Peso tributário ainda é entrave
A matriz energética brasileira está, aos poucos, abrindo espaço para matrizes não convencionais de energia, como eólica e solar. Para o presidente do Instituto Acende Brasil, Claudio Sales, a produção solar ainda é incipiente no País, mas tende a crescer, seguindo a trajetória da eólica, que já é comercializada a preços competitivos. No caso da micro e minigeração, contudo, o consultor aponta que ainda há gargalos a serem superados, como o caso da tributação sobre esse tipo de geração.
"Boa parte dos estados tributam o consumidor com o imposto sobre a tarifa final, com todo o seu consumo do mês, mesmo que, parte dele, tenha sido obtido por produção própria, o que é um absurdo", diz. De acordo com ele, a tributação, que inclui os impostos PIS/Cofins e ICMS, deveria incidir somente sobre a energia consumida proveniente da distribuidora, vinda do Sistema Interligado Nacional (SIN), que é o que é feito, por exemplo, no estado do Tocantins. "Não faz sentido tributar o que você mesmo produz e consome", critica.
De acordo com ele, ainda há muito o que aprimorar para que a micro e minigeração se torne mais competitiva.

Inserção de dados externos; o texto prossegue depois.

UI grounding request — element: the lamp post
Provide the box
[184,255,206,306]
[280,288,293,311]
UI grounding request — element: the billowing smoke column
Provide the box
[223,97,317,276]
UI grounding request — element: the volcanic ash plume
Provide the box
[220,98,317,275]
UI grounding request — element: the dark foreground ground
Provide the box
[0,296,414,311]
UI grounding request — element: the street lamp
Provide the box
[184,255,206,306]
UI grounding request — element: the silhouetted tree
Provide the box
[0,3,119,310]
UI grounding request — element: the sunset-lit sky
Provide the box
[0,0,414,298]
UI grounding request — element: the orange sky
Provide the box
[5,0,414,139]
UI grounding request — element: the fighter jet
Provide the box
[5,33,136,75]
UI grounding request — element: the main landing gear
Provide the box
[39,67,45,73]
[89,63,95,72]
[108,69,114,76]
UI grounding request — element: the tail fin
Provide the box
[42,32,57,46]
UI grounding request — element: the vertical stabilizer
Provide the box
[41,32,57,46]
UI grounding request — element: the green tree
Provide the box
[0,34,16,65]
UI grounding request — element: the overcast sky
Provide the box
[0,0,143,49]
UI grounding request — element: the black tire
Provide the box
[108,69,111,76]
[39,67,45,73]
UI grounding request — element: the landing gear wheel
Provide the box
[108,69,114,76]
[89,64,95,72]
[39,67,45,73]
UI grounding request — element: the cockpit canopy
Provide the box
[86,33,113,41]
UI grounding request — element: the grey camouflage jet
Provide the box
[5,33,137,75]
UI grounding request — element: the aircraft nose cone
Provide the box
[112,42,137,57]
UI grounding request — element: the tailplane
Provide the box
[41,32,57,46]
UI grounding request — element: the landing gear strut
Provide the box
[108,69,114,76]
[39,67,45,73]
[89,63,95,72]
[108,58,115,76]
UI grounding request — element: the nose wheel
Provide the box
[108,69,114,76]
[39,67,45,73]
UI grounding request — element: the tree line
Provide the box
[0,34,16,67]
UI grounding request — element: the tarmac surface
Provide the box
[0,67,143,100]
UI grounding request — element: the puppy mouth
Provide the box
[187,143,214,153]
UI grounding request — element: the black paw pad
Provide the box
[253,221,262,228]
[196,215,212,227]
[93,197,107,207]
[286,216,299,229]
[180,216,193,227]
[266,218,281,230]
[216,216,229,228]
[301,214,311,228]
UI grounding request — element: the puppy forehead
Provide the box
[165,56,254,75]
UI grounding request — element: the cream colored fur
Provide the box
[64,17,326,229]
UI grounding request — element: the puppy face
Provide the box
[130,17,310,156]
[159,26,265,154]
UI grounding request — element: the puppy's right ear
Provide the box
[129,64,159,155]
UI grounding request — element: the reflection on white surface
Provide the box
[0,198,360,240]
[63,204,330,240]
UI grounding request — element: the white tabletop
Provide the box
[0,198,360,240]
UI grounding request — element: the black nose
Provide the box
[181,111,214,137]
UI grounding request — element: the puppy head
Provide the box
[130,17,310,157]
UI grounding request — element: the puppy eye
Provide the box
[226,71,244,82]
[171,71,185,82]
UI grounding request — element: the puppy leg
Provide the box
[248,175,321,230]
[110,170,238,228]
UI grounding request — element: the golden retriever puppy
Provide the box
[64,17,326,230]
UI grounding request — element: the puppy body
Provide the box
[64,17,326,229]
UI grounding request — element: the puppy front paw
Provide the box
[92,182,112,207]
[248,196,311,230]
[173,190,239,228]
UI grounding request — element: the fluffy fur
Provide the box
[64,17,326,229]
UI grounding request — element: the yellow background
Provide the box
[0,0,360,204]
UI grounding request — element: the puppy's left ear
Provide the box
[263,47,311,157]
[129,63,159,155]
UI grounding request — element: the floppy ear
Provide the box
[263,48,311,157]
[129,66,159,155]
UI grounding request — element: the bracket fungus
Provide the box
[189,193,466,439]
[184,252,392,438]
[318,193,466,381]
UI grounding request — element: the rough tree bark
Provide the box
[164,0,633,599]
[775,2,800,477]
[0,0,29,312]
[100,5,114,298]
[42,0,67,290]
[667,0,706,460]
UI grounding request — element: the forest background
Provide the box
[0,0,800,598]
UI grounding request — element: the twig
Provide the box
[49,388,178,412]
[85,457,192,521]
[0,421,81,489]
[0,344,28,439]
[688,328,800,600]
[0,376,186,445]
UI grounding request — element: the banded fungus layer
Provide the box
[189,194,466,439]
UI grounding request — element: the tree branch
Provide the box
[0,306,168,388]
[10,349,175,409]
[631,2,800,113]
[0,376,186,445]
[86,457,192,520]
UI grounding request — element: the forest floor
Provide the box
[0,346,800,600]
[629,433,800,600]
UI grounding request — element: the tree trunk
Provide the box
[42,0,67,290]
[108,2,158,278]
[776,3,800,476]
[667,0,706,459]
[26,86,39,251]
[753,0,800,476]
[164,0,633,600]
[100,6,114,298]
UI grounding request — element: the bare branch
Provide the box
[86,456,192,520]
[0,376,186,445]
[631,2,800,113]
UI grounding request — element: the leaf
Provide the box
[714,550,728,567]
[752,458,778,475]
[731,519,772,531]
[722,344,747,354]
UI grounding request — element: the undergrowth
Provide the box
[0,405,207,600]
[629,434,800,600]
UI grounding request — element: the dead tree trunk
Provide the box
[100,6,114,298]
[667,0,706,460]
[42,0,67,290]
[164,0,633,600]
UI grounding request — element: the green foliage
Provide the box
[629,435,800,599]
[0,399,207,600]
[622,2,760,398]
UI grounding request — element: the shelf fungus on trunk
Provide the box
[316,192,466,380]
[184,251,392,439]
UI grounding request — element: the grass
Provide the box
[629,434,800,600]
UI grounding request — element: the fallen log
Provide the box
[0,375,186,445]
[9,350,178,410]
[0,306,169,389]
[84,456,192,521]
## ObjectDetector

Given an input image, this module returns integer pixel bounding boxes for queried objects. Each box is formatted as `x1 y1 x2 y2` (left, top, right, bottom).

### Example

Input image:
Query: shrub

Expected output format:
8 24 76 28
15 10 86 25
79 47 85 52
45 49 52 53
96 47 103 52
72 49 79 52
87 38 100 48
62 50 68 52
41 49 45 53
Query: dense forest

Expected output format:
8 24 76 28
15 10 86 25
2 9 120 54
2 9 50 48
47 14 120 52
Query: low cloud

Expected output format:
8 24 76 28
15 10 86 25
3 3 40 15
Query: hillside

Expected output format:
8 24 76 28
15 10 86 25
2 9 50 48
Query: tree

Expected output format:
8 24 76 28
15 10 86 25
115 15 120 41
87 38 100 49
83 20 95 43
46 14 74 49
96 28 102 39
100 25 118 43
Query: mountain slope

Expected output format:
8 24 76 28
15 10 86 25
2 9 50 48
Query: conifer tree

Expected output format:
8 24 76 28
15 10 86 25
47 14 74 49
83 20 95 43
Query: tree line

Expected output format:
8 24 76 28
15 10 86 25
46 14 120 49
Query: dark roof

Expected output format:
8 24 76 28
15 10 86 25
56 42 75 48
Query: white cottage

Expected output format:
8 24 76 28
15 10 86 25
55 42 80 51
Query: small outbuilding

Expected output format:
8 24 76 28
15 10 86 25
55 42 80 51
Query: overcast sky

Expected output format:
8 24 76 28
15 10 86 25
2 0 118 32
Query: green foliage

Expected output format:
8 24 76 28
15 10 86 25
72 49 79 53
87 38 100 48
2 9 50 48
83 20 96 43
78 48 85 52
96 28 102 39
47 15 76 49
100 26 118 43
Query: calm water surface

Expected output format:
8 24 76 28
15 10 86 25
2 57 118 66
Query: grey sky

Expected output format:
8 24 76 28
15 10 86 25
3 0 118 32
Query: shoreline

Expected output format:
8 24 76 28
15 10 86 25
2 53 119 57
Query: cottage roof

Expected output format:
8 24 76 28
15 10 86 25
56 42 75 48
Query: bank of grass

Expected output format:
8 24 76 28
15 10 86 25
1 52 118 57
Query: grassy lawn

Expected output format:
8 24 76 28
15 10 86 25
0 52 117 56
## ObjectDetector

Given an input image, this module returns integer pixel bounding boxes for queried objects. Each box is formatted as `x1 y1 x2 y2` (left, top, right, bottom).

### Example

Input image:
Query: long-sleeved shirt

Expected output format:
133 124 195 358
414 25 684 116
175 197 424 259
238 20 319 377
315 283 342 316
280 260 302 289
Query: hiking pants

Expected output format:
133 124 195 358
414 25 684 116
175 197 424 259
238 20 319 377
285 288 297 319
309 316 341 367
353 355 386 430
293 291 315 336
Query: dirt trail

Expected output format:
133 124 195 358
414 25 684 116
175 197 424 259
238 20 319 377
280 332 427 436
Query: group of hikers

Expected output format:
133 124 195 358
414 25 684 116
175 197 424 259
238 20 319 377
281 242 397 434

Outra dificuldade que ele aponta são os financiamentos para a compra dos painéis solares. Existem instituições financeiras que fazem empréstimo para esse tipo de equipamento, a exemplo do Santander, mas Sales defende que, com mais bancos envolvidos no negócio, seria possível tomar dinheiro a um custo menos oneroso.
Muito a melhorar
O presidente do Instituto Acende Brasil também destaca que há muito a melhorar no campo da assistência técnica dos painéis fotovoltaicos. "Mas, com o aumento do volume, os padrões de assistência tendem a melhorar", pondera Sales.
Apesar dos obstáculos ainda a serem superados pela chamada geração distribuída, Sales aponta a micro e minigeração como "um passo importantíssimo para o Brasil". "Existem esses contras, mas também há muitos prós, principalmente porque esta é uma energia renovável e que tem muito espaço ainda para crescer no País", conclui.
Fique por dentro
O que pode ser considerado microgeração?
De acordo com a Resolução Normativa nº 482/2012, os microgeradores são aqueles com potência instalada menor ou igual a 100 quilowatts (kW), e os minigeradores, aqueles cujas centrais geradoras possuem de 101 kW a 1 megawatt (MW). As fontes de geração precisam ser renováveis ou com elevada eficiência energética, isto é, com base em energia hidráulica, solar, eólica, biomassa ou cogeração qualificada, diz a Aneel.